Abstract

The benefit of heart rate (HR) reduction in patients with stable coronary artery disease is well demonstrated for symptom prevention and relief, and benefits on outcomes are being actively investigated. We aimed to quantify the reduction in resting HR induced by 5 antianginal drugs frequently used for symptom prevention (diltiazem, verapamil, atenolol, metoprolol, and ivabradine) in stable angina pectoris. We identified studies published between 1966 and 2007 in PubMed, Embase, and the Cochrane database and reviewed the bibliographies to locate additional studies. Eligible studies were double-blind, randomized, placebo-controlled trials in patients with stable angina. Trials were combined using weighted mean difference and fixed-effect model meta-analysis. The main outcome measure was resting HR at the study end.
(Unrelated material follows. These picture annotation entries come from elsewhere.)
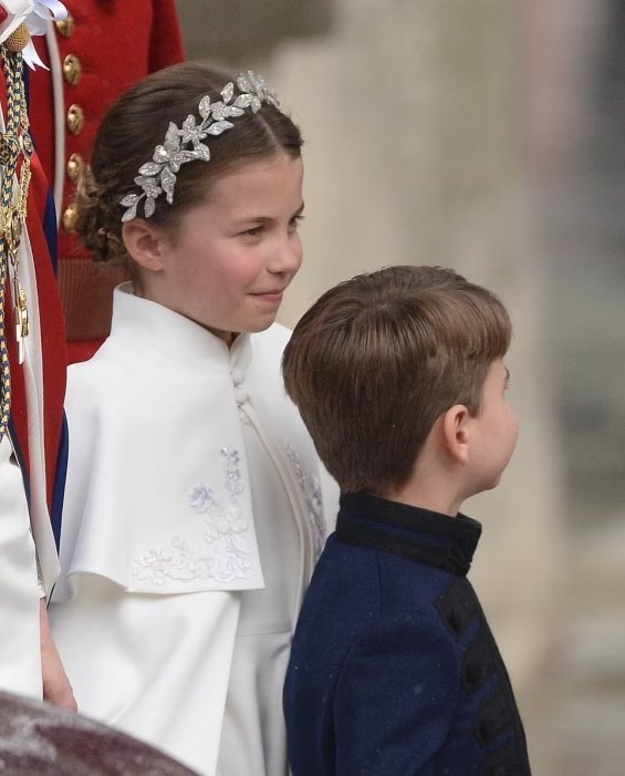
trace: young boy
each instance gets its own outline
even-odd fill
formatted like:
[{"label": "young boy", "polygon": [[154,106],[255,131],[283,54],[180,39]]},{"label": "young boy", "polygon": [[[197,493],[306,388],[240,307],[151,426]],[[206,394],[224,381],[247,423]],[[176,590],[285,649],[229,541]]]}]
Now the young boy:
[{"label": "young boy", "polygon": [[284,687],[293,776],[525,776],[510,680],[467,581],[517,442],[501,302],[449,269],[331,289],[295,327],[287,392],[341,486]]}]

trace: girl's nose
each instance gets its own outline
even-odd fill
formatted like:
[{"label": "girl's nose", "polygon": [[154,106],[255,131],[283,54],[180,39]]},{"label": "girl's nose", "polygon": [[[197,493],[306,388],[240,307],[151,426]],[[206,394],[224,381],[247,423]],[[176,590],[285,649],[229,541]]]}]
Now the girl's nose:
[{"label": "girl's nose", "polygon": [[302,263],[302,241],[298,232],[287,235],[269,262],[269,271],[275,273],[295,275]]}]

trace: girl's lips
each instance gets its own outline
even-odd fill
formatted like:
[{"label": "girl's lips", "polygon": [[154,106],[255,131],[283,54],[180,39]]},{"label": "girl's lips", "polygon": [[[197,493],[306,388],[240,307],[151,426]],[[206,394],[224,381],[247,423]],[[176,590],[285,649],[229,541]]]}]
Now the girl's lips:
[{"label": "girl's lips", "polygon": [[263,299],[268,302],[280,302],[282,301],[282,293],[283,290],[257,291],[256,293],[252,293],[252,297],[256,297],[257,299]]}]

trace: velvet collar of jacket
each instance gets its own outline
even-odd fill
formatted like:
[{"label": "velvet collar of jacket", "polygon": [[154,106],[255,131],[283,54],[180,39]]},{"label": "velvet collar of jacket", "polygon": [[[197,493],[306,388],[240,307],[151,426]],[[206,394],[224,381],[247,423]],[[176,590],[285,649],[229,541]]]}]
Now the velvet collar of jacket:
[{"label": "velvet collar of jacket", "polygon": [[467,575],[481,534],[470,517],[456,517],[367,494],[343,494],[338,539],[390,552],[426,566]]}]

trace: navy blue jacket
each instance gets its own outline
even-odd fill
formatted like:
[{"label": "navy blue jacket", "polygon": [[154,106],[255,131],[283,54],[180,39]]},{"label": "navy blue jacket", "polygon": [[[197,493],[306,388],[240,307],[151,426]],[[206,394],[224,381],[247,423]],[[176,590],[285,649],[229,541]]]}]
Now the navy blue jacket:
[{"label": "navy blue jacket", "polygon": [[480,524],[341,497],[284,686],[293,776],[527,776],[508,673],[466,579]]}]

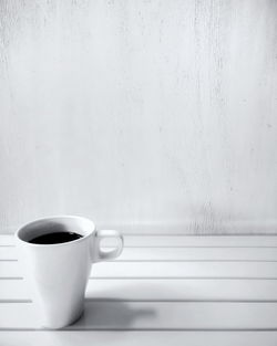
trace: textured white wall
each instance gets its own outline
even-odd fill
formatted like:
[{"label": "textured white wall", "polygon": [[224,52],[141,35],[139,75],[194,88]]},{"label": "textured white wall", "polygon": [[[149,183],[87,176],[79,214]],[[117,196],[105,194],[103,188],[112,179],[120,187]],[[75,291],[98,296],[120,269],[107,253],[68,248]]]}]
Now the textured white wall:
[{"label": "textured white wall", "polygon": [[1,0],[0,159],[0,232],[277,231],[277,1]]}]

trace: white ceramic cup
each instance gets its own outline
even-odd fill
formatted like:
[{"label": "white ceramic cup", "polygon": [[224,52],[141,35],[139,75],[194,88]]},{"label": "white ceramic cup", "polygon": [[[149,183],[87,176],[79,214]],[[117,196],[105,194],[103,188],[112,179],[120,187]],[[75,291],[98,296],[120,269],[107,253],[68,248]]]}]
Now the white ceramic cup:
[{"label": "white ceramic cup", "polygon": [[[55,244],[28,242],[57,231],[75,232],[82,238]],[[16,238],[19,261],[41,314],[40,326],[51,329],[62,328],[81,316],[92,263],[115,259],[123,250],[123,237],[117,231],[99,231],[91,220],[72,216],[35,220],[20,228]],[[101,250],[104,238],[115,238],[116,248]]]}]

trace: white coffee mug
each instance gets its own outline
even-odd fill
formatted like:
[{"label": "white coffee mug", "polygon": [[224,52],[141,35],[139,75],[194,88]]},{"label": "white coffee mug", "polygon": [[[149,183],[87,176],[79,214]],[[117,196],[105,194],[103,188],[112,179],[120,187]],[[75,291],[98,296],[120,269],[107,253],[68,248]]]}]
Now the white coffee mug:
[{"label": "white coffee mug", "polygon": [[[54,244],[29,242],[57,231],[75,232],[82,238]],[[20,228],[16,238],[19,261],[41,313],[40,325],[51,329],[62,328],[81,316],[92,263],[115,259],[123,250],[123,237],[117,231],[95,230],[91,220],[72,216],[33,221]],[[115,238],[116,248],[101,250],[104,238]]]}]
For diltiazem, resting HR reduction versus placebo ranged from -0.08 beats per minute (bpm) [95% confidence interval (CI) -1.5 to +1.4] for 120 mg/d to -8.0 bpm (95% CI, -11.1 to -5.0) with 360 mg/d. For sustained-release diltiazem, there was a reduction in resting HR of -4.5 bpm (95% CI, -6.4 to -2.5), with no dose-response relationship (heterogeneity P = 0.62). Resting HR reductions for the other agents were -3.2 bpm (95% CI, -5.1 to -1.3) for verapamil (with no dose-response relationship, heterogeneity P = 0.87); -19.0 bpm (95% CI, -20.4 to -17.6) for atenolol; -13.2 bpm (95% CI, -14.7 to -11.7) for metoprolol (with greater reductions for 150 mg/d and long-acting 190 mg/d); and between -9.3 bpm (95% CI, -13.8 to -4.8) and -19.6 bpm (95% CI, -23.8 to -15.4) for ivabradine. Ivabradine, atenolol, and metoprolol give similar reductions in resting HR (-10 to -20 bpm), whereas verapamil and diltiazem produce only marginal reductions (<10 bpm).